Obama and his wife Michelle gave speeches at the “Dear Class of 2020” virtual ceremony on YouTube. The duo, along with a wide range of stars including Beyoncé, Lady Gaga and Tom Brady, offered inspirational messages in hopes of raising new graduates.
The former president told graduates that the coronavirus has highlighted a plethora of ongoing problems in the United States.
“In many ways, the pandemic has brought to light problems that have been developing for a very long time,” he continued. “Whether it is the worsening of economic inequality, the lack of basic health care for millions of people, the lingering scourge of bigotry and sexism, or the division or dysfunction that has plagued our system.” Politics.”
Obama added, “As scary and uncertain as these times are, they are also a wake-up call.
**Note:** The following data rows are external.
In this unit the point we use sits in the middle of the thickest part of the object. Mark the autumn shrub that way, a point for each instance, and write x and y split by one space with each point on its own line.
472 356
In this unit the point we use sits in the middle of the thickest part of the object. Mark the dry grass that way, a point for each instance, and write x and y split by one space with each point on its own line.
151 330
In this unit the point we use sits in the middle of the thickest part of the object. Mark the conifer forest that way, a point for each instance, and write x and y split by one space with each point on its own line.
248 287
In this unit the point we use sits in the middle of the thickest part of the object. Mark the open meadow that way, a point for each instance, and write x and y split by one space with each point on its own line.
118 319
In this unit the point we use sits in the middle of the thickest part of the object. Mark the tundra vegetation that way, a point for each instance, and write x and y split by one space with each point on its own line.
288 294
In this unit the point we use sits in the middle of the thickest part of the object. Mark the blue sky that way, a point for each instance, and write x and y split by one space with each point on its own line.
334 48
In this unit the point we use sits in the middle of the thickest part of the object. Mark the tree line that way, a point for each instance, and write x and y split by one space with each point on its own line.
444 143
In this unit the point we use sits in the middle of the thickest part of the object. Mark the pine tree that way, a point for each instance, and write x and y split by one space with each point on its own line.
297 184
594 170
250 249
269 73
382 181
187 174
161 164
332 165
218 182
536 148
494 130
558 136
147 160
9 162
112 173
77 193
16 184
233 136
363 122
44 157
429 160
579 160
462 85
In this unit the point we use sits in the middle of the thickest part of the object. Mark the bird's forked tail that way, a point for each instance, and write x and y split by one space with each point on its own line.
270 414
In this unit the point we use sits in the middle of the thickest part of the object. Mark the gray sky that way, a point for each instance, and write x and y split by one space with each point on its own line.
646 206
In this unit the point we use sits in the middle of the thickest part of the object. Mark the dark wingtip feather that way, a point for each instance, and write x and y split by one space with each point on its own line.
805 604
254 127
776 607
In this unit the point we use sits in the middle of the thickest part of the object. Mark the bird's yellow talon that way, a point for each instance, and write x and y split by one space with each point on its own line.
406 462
And they represent an incredible opportunity for your generation. ”
Michelle Obama said the protests underway after Floyd’s death are “the direct result of decades of non-response, prejudice and inequality”. She said she understood those who were “scared or confused, angry, or just overwhelmed” by the events of the past few months.
“In the past few months, our foundation has been shaken,” she said. “Not only through a pandemic that has robbed too many of our loved ones, disrupted our daily lives and sent tens of millions of people out of work, but also by the rumble of the centuries-old faults on which our country was built, race lines and the power that is now once again so naked so that we can all deal with it. “
Beyoncé gave a moving 10-minute speech to the graduates. She talked about the recent protests and shared her secrets for success and the importance of ownership.
“You realize things that your parents and grandparents could never have imagined for themselves,” she said. “You are the answer to a generation of prayers. “
Beyoncé advised graduates to believe in them as she did when the singer started her own business a decade ago. She said creating your own path was a challenge in an entertainment business that is still “very sexist” and “male dominated”. The singer also said the protests have already had an impact.
“Look at what you have been able to do in the past 14 days,” she said. “We have seen the power of the collective. We have seen what happens when we join the same cause. Please continue to be the voice of the voiceless. “
The four-hour ceremony has been filmed in the past few weeks, but Lady Gaga has decided to re-record her message. Her initial speech addressed the effect of COVID-19 on this year’s promotion, but she wanted to talk more about the death of Floyd, the Black Lives Matter movement and racism in America.
“Although my initial opening speech is not directly related to what this country needs most at the moment, I want to tell you today that while there is reason to be sad, there is also has a lot to celebrate, ”she said. “You are looking at what is a pivotal moment in the evolution of this country. … Change will happen and it will be for the better. “
Taylor Swift said her high school diploma was not what she expected. The singer told how she was on tour and unable to attend her own ceremony.
“I know it’s not the kind of diploma you thought you had,” she said. “I ended up receiving my diploma in the mail. … It wasn’t exactly what I imagined. ”
Lizzo started the ceremony with a catchy performance. While brandishing her flute, singer “Truth Hurts” performed the classic “Pomp and Circumstance” before congratulating the graduates as the New York Philharmonic accompanied him.
Several music artists from Cynthia Erivo, Camila Cabello, Chris Martin from Coldplay, Ty Dolla $ ign, Khalid and others collaborated to sing a rendition of “Beautiful Day” by U2. Katy Perry led the graduates in the ceremonial acorn ride at the end of the early celebration.